Woodside Looks for Headway on Stalled Browse LNG Project

MELBOURNE, Australia--Woodside Petroleum Ltd. could put its stalled Browse gas-export project back on the drawing board later this year as it looks to an anticipated market shortfall of liquefied natural gas in the years ahead.

The Australian oil-and-gas producer is considering options to leverage existing infrastructure in Australia's far west, bringing in natural-gas from new offshore fields. That includes targeting a fresh development plan for Browse by the end of the year and pushing ahead with studies to possibly expand its Pluto operation.

Woodside and its partners shelved plans in early 2016 for a floating vessel that would draw in and process gas because they couldn't drive production costs low enough amid a slump in oil prices. The project had already been delayed several times and the plans altered from earlier onshore concepts.

Australia has been an epicenter of LNG development in recent years, with more than US$200 billion committed to vast projects to chill and ship natural gas, setting it up to overtake Qatar as the world's leading LNG exporter.

Last month, Malaysia's state-owned Petroliam Nasional Bhd., or Petronas, blamed prolonged low gas prices for scrapping a multi billion-dollar plan to build the Pacific NorthWest LNG project on Canada's west coast. The same month, Qatar Petroleum said it planned to increase LNG supplies by 30% over the next seven years, doubling the size of a major project in a massive subsea Persian Gulf gas field shared with Iran.

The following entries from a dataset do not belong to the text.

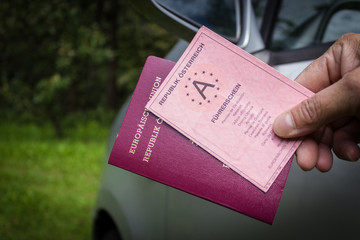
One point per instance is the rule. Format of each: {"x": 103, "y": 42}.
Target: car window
{"x": 341, "y": 22}
{"x": 259, "y": 9}
{"x": 207, "y": 13}
{"x": 298, "y": 23}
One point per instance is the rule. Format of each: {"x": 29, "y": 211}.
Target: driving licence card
{"x": 225, "y": 100}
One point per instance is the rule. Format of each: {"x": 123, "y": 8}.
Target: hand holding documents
{"x": 225, "y": 100}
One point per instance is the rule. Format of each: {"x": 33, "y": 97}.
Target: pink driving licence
{"x": 225, "y": 100}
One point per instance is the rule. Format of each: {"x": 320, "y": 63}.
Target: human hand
{"x": 330, "y": 120}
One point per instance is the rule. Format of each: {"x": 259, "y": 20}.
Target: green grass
{"x": 48, "y": 185}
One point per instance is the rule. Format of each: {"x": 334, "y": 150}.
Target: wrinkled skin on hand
{"x": 330, "y": 120}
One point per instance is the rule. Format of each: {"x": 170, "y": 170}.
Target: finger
{"x": 339, "y": 59}
{"x": 307, "y": 154}
{"x": 346, "y": 141}
{"x": 339, "y": 99}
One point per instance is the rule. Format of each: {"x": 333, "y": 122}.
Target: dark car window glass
{"x": 259, "y": 9}
{"x": 207, "y": 13}
{"x": 341, "y": 22}
{"x": 298, "y": 23}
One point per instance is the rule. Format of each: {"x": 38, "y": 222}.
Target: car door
{"x": 314, "y": 204}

"Only the lowest-cost supply will get into the market," Woodside Chief Executive Peter Coleman said in an interview Wednesday, after the energy company reported a jump in its first-half profit.

While new "mega greenfield" projects need to be underpinned by longer-term supply contracts, developments that are built around existing liquefaction operations have a cost and risk advantage.

Mr. Coleman said the company's "brownfield" projects could be ready for a final investment decision from late 2019, the early part of a prospective window if supply is to be ready to meet a forecast market shortfall. Although global supply has surged in recent years, LNG demand has continued to grow and supply has been absorbed by existing buyers in Japan, Korea and China as well as newer users, including India, he said.

The preferred option for Browse would be to run its gas through the established North West Shelf operation and gas from the Scarborough field, also off Western Australia, through Pluto, Mr. Coleman told investors during a post-results briefing. Venture partners in Browse have agreed to using North West Shelf as the reference for any development, although agreement would depend on terms and conditions, he said.

The Browse project sits on an estimated resource of 15.4 trillion cubic feet of dry gas, plus 453 million barrels of condensate, in a basin about 425 kilometers north of Broome in Western Australia. Woodside and partners in late 2013 decided to push ahead with unproven floating technology and undersea development to produce LNG and in mid-2015 agreed on the front-end engineering and design phase of the project.

Woodside has an almost 31% stake in the Browse venture, while Royal Dutch Shell PLC has a 27% interest and BP PLC a little over 17%. The other partners include Japan Australia LNG and PetroChina Co.

Woodside has tipped a modest slide in production this year before it climbs about 15% through 2020, driven by the start-up of the US$34 billion Wheatstone LNG project being developed by Chevron Corp. and its own Greater Enfield oil project. The company also is positioning to boost its LNG capacity in the coming years, increase output at its Pluto LNG plant and potentially use its facilities as a hub for undeveloped gas fields in the region.

On Wednesday, Woodside said its half-year net profit climbed 49%, lifted by a recovery in oil and liquefied natural gas prices and reduction in costs. Profit was US$507 million in the six months through June, after sliding in line with crude-oil prices a year ago to US$340 million.

With the rise, the Perth-based energy company said it would pay an interim dividend of US$0.49 a shares, a 44% increase on last year.

Late last month, the company reported a 3.6% dip in half-year operating revenue to US$1.87 billion from US$1.94 billion, as sales volumes fell by a little over 9% on-year. However, the average price realized for its products was 10% higher for the period.

The company derives most of its earnings from LNG through output from the North West Shelf project, which has been operating since 1984, and Pluto which began producing in 2012. Much of the output is secured by long-term supply contracts, which tend to be priced against oil.